According to Wired Magazine, this new NSA cloud will fit within the following spy network:

Geostationary satellites
Four satellites positioned around the globe monitor frequencies carrying everything from walkie-talkies and cell phones in Libya to radar systems in North Korea. Onboard software acts as the first filter in the collection process, targeting only key regions, countries, cities, and phone numbers or email.

Aerospace Data Facility, Buckley Air Force Base, Colorado
Intelligence collected from the geostationary satellites, as well as signals from other spacecraft and overseas listening posts, is relayed to this facility outside Denver.

NSA Georgia, Fort Gordon, Augusta, Georgia
Focuses on intercepts from Europe, the Middle East, and North Africa. Codenamed Sweet Tea, the facility has been massively expanded and now consists of a 604,000-square-foot operations building.

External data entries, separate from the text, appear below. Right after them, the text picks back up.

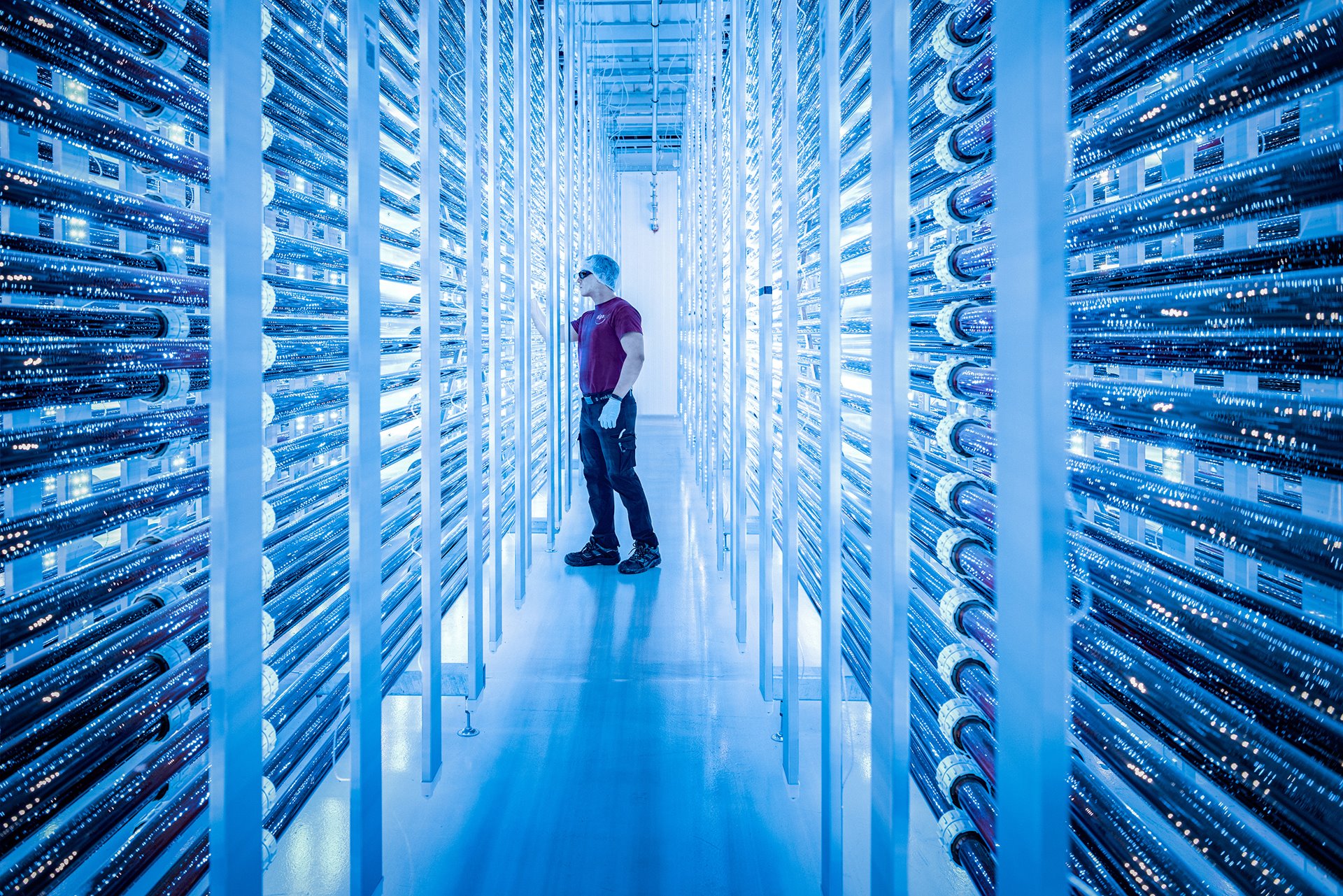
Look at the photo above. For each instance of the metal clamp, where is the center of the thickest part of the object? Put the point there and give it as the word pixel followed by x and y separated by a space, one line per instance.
pixel 957 601
pixel 954 659
pixel 953 771
pixel 950 544
pixel 951 828
pixel 947 490
pixel 955 715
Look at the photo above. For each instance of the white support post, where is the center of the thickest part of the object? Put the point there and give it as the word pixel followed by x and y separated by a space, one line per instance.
pixel 432 399
pixel 474 364
pixel 566 397
pixel 495 122
pixel 366 499
pixel 765 499
pixel 789 547
pixel 832 426
pixel 1032 364
pixel 890 452
pixel 521 292
pixel 715 404
pixel 235 448
pixel 556 340
pixel 739 318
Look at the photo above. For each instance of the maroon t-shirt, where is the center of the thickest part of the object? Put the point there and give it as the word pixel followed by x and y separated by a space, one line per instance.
pixel 601 354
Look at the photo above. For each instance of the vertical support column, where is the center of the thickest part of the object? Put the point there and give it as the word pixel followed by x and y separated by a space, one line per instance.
pixel 566 397
pixel 890 452
pixel 366 499
pixel 235 448
pixel 716 398
pixel 765 109
pixel 832 423
pixel 495 402
pixel 789 460
pixel 556 339
pixel 432 399
pixel 739 316
pixel 1033 662
pixel 474 370
pixel 521 290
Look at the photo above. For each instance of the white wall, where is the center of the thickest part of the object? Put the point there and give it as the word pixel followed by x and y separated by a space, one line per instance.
pixel 649 283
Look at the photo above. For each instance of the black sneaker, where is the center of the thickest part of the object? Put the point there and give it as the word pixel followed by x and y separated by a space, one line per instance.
pixel 594 554
pixel 644 557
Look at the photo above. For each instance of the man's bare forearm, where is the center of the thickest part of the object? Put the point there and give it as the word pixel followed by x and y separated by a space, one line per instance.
pixel 629 372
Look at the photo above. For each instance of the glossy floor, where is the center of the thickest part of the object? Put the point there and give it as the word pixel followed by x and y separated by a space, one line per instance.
pixel 623 746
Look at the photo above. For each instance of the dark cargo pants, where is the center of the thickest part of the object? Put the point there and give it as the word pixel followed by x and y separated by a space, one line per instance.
pixel 609 467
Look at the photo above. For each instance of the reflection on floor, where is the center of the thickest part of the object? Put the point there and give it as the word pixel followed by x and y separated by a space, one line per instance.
pixel 623 744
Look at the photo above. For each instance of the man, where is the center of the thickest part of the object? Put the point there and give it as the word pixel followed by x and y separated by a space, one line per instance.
pixel 610 338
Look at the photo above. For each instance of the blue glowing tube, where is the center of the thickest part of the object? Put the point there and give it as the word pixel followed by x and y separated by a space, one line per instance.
pixel 34 665
pixel 51 38
pixel 45 450
pixel 80 322
pixel 34 106
pixel 1274 71
pixel 20 536
pixel 1200 816
pixel 43 372
pixel 153 840
pixel 52 782
pixel 163 19
pixel 26 744
pixel 49 273
pixel 93 825
pixel 46 191
pixel 1274 779
pixel 1276 301
pixel 1127 841
pixel 86 253
pixel 1315 548
pixel 182 879
pixel 38 610
pixel 1173 573
pixel 1279 183
pixel 1279 433
pixel 52 691
pixel 289 609
pixel 1114 54
pixel 115 22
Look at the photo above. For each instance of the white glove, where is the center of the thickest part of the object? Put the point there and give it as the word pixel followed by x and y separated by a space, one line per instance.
pixel 610 413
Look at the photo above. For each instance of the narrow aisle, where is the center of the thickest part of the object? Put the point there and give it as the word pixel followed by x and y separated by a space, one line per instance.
pixel 623 744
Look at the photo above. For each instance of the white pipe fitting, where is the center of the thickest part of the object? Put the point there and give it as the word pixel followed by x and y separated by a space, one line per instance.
pixel 955 657
pixel 947 490
pixel 957 601
pixel 951 828
pixel 172 655
pixel 946 322
pixel 950 544
pixel 955 715
pixel 946 433
pixel 954 770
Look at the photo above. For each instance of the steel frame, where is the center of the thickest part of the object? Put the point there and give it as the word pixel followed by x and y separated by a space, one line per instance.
pixel 890 853
pixel 235 448
pixel 366 500
pixel 1032 356
pixel 432 398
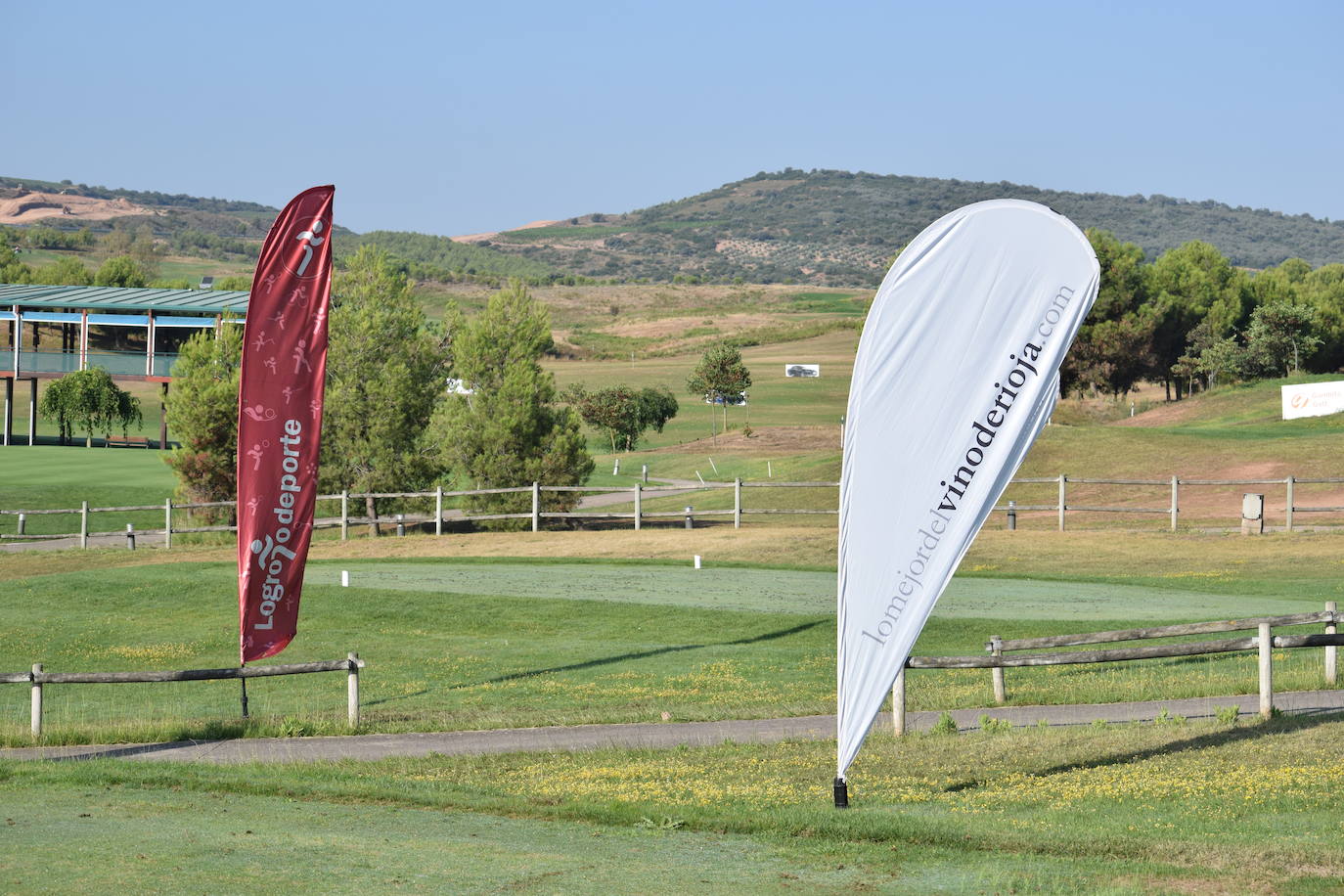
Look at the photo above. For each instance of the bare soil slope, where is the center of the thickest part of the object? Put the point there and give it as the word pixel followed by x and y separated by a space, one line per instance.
pixel 31 207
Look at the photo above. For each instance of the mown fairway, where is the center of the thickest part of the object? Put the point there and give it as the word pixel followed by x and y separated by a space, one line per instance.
pixel 515 644
pixel 1132 809
pixel 478 630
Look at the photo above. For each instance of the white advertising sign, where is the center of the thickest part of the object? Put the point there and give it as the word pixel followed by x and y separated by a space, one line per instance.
pixel 1312 399
pixel 956 374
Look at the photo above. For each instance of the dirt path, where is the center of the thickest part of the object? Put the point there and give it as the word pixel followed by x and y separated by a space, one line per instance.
pixel 650 735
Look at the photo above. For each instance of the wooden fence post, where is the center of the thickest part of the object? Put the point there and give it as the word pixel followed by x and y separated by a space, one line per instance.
pixel 1330 650
pixel 1062 479
pixel 1266 649
pixel 898 702
pixel 998 672
pixel 1175 501
pixel 352 690
pixel 1289 482
pixel 36 701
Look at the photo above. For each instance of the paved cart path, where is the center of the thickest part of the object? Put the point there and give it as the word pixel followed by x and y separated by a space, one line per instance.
pixel 648 735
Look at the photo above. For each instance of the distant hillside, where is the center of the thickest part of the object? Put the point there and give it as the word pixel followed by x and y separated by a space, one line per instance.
pixel 441 258
pixel 843 229
pixel 225 229
pixel 823 227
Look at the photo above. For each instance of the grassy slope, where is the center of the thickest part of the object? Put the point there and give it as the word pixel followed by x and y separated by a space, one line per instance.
pixel 1135 809
pixel 543 644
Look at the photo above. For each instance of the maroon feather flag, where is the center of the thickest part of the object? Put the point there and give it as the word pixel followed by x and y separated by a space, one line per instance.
pixel 280 417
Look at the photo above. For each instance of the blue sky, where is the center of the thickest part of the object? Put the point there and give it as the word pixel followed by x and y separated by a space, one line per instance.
pixel 466 117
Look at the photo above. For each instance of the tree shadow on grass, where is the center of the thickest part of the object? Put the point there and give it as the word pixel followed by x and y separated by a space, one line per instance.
pixel 644 654
pixel 1300 720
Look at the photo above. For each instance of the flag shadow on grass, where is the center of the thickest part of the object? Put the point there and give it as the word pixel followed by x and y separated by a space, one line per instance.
pixel 646 654
pixel 1297 722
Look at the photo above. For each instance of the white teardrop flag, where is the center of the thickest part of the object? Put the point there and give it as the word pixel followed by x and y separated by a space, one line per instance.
pixel 957 373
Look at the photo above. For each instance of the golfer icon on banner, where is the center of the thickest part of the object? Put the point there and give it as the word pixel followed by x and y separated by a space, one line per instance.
pixel 280 418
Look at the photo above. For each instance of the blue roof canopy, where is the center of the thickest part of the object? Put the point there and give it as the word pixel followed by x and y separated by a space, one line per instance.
pixel 121 298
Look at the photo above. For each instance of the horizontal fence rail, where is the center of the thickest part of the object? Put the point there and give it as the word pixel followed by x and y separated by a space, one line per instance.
pixel 637 495
pixel 38 679
pixel 1264 643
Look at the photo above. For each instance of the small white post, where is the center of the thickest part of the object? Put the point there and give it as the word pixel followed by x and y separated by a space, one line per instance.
pixel 898 702
pixel 1175 501
pixel 1289 512
pixel 36 701
pixel 1266 651
pixel 1062 479
pixel 352 690
pixel 996 649
pixel 1330 650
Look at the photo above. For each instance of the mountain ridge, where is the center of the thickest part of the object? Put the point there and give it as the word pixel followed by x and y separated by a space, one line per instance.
pixel 820 226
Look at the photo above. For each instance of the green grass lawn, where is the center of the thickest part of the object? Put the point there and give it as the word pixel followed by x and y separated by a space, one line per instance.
pixel 456 645
pixel 1246 808
pixel 61 477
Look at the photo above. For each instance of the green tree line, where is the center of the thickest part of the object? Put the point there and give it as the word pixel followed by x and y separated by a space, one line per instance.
pixel 1191 320
pixel 390 422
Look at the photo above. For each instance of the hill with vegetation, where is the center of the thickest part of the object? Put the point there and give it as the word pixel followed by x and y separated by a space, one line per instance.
pixel 834 227
pixel 818 227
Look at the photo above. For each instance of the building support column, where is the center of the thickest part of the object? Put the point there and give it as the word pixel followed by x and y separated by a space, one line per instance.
pixel 162 418
pixel 32 411
pixel 8 411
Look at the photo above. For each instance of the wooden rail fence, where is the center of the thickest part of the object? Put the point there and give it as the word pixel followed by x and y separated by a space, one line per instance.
pixel 38 679
pixel 1262 641
pixel 639 515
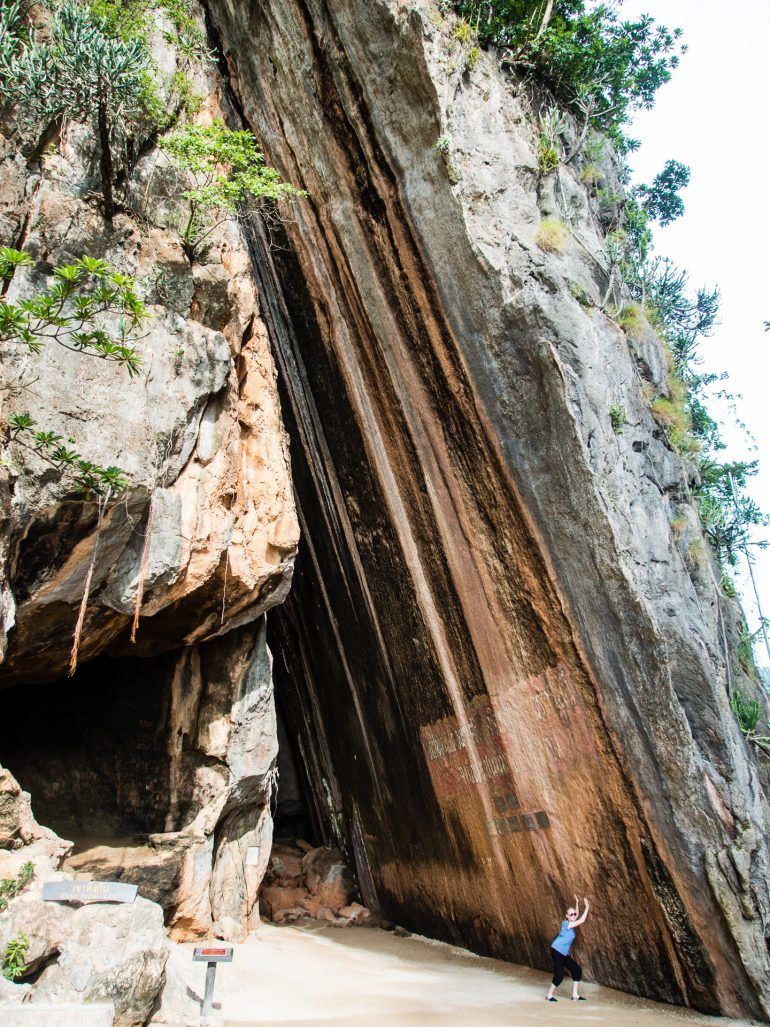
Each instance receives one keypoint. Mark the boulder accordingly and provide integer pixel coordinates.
(328, 877)
(12, 994)
(275, 899)
(112, 953)
(98, 952)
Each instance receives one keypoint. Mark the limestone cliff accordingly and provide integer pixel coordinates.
(178, 749)
(504, 660)
(507, 669)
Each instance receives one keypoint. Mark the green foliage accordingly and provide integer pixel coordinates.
(633, 320)
(746, 712)
(727, 511)
(463, 32)
(618, 417)
(552, 123)
(444, 146)
(227, 178)
(131, 20)
(551, 236)
(661, 201)
(76, 311)
(78, 69)
(14, 957)
(602, 67)
(10, 886)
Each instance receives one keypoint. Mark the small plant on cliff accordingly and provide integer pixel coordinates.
(130, 20)
(747, 714)
(14, 957)
(75, 310)
(551, 235)
(88, 309)
(227, 179)
(80, 71)
(618, 418)
(552, 123)
(10, 886)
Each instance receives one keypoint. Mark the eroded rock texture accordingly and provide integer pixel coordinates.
(506, 669)
(157, 757)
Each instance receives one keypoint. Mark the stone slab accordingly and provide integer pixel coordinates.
(88, 891)
(42, 1015)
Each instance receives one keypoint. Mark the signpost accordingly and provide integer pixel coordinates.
(210, 954)
(87, 891)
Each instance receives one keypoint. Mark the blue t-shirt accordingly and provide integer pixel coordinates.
(563, 942)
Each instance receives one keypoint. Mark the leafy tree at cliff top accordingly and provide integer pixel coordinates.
(227, 178)
(75, 69)
(603, 68)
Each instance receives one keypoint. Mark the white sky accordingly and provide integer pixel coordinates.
(715, 116)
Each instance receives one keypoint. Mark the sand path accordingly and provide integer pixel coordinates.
(287, 977)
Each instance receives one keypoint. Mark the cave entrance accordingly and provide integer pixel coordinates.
(93, 752)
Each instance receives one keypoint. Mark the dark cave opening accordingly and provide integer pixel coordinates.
(93, 750)
(109, 755)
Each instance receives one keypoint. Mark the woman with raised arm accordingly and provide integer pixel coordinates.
(560, 952)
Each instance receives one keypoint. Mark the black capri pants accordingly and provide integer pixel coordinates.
(562, 963)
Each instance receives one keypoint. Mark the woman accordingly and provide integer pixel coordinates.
(560, 952)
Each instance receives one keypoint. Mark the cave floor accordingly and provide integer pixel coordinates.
(290, 977)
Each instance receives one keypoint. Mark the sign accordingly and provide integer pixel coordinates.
(88, 891)
(210, 955)
(214, 953)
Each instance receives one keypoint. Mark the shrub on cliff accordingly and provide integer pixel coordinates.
(80, 71)
(90, 309)
(227, 178)
(603, 68)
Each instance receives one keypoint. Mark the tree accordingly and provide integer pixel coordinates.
(660, 200)
(227, 179)
(81, 72)
(599, 66)
(88, 308)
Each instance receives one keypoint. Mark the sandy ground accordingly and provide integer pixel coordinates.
(287, 977)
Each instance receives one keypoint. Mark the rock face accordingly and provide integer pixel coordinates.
(506, 669)
(504, 661)
(158, 756)
(207, 529)
(90, 953)
(309, 882)
(163, 777)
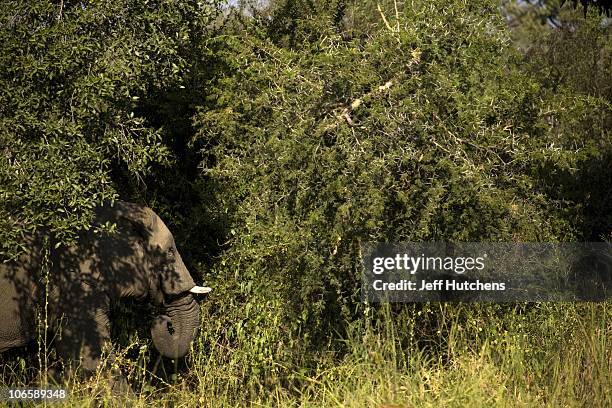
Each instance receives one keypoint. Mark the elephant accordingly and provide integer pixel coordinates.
(75, 286)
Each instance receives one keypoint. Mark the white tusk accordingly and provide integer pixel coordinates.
(200, 289)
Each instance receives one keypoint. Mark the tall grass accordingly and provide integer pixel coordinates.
(535, 355)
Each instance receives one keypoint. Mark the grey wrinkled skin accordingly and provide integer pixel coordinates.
(140, 261)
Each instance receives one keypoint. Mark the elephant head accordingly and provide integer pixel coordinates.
(170, 286)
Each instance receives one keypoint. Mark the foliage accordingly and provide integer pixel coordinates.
(72, 77)
(278, 142)
(424, 129)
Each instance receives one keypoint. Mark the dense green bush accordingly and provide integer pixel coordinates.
(74, 77)
(422, 128)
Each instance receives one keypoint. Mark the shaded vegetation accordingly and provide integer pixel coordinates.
(276, 139)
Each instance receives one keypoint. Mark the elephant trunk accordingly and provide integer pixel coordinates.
(173, 331)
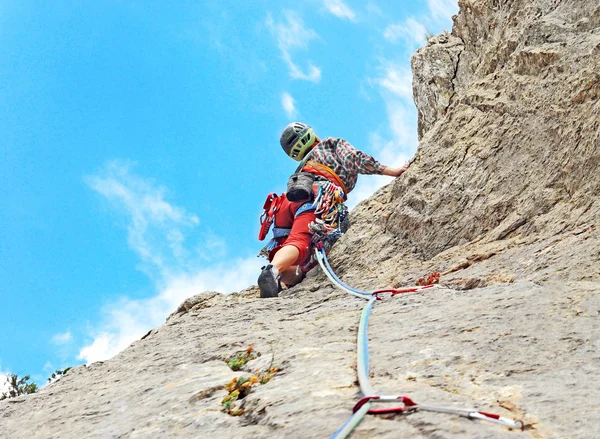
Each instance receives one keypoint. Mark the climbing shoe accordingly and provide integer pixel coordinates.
(268, 283)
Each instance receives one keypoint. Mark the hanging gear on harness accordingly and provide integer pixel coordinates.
(300, 187)
(271, 207)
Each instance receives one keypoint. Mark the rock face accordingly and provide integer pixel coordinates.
(502, 199)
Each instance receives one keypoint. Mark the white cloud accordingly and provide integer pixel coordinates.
(158, 233)
(291, 35)
(127, 320)
(411, 31)
(289, 105)
(443, 9)
(339, 9)
(155, 227)
(61, 339)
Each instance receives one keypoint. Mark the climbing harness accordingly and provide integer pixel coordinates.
(370, 396)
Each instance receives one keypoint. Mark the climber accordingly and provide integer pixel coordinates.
(328, 171)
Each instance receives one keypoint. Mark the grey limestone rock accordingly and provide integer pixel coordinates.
(502, 199)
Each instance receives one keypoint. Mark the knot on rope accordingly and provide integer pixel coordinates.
(409, 405)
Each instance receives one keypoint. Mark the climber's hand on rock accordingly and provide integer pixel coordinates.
(394, 172)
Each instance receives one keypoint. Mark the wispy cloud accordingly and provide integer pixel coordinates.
(292, 35)
(340, 9)
(289, 105)
(62, 338)
(158, 232)
(442, 9)
(127, 320)
(156, 229)
(411, 31)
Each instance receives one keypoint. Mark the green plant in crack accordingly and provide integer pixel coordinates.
(239, 359)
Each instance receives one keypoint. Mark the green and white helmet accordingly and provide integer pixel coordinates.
(297, 140)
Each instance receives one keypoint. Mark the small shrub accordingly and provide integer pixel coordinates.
(58, 374)
(18, 386)
(239, 359)
(239, 388)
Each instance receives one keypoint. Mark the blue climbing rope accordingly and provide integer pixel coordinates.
(368, 392)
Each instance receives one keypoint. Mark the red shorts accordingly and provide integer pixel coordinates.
(300, 236)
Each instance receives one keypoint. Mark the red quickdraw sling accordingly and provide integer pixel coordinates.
(266, 218)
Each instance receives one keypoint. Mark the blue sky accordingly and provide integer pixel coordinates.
(140, 138)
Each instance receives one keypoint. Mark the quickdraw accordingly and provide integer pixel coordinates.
(267, 217)
(370, 396)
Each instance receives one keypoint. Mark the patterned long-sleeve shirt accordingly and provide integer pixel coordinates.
(345, 160)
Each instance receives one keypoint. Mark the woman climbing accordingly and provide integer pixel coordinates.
(328, 171)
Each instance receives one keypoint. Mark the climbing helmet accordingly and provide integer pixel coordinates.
(297, 139)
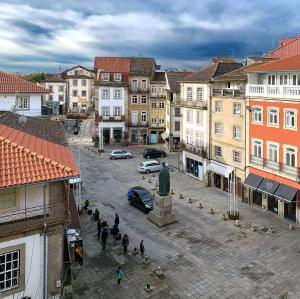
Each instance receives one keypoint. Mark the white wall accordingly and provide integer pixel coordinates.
(9, 100)
(33, 265)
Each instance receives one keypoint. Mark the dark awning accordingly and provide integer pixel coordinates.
(286, 193)
(268, 186)
(253, 181)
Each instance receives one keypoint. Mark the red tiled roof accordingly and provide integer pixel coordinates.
(112, 64)
(13, 84)
(291, 63)
(26, 159)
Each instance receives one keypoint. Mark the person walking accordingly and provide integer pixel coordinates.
(142, 249)
(119, 275)
(99, 227)
(104, 236)
(125, 243)
(117, 220)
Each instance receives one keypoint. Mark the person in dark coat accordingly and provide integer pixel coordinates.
(117, 220)
(125, 243)
(99, 227)
(104, 236)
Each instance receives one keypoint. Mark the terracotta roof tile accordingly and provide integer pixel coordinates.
(13, 84)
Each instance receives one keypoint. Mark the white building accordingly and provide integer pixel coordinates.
(19, 95)
(80, 82)
(57, 97)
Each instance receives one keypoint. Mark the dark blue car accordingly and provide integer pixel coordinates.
(141, 198)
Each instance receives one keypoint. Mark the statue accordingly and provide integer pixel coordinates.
(164, 181)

NSA Texas, Lackland Air Force Base, San Antonio
Focuses on intercepts from Latin America and, since 9/11, the Middle East and Europe. Some 2,000 workers staff the operation. The NSA recently completed a $100 million renovation on a mega-data center here—a backup storage facility for the Utah Data Center.

NSA Hawaii, Oahu
Focuses on intercepts from Asia. Built to house an aircraft assembly plant during World War II, the 250,000-square-foot bunker is nicknamed the Hole. Like the other NSA operations centers, it has since been expanded to include a new aboveground 234,000-square-foot facility.

Domestic listening posts
The NSA has long been free to eavesdrop on international satellite communications. But after 9/11, it installed taps in US telecom “switches,” gaining access to domestic traffic. An ex-NSA official says there are 10 to 20 such installations across the country.

Overseas listening posts
According to a knowledgeable intelligence source, the NSA has installed taps on at least a dozen of the major overseas communications links, each capable of eavesdropping on information passing by at a high data rate.

Multiprogram Research Facility, Oak Ridge, Tennessee
Some 300 scientists and computer engineers with top security clearance toil away here, building the world’s fastest supercomputers and working on cryptanalytic applications and other secret projects.

NSA headquarters, Fort Meade, Maryland
Analysts here will access material stored at Bluffdale to prepare reports and recommendations that are sent to policymakers. To handle the increased data load, the NSA is also building an $896 million supercomputer center here.

If you think this sounds illegal, recall that the amendments to the Foreign Intelligence Surveillance Act (FISA) allows the government to electronically eavesdrop on American phone calls and e-mail without a probable-cause warrant. Restrictions were further eased when the act was amended in 2001 by the USA Patriot Act, again in the Protect America Act of 2007, and yet again by the FISA Amendments Act of 2008. On September 12, 2012, the House of Representatives passed a reauthorization of the FISA Amendments ACT (the ACLU is currently battling the act).

If you fall into the camp, and think this all sounds very cool, understand that the phenomenal processing and communications power present at UDC, can also be harnessed for other cybersecurity initiatives, including offensive cyberattacks against other countries or state-entities.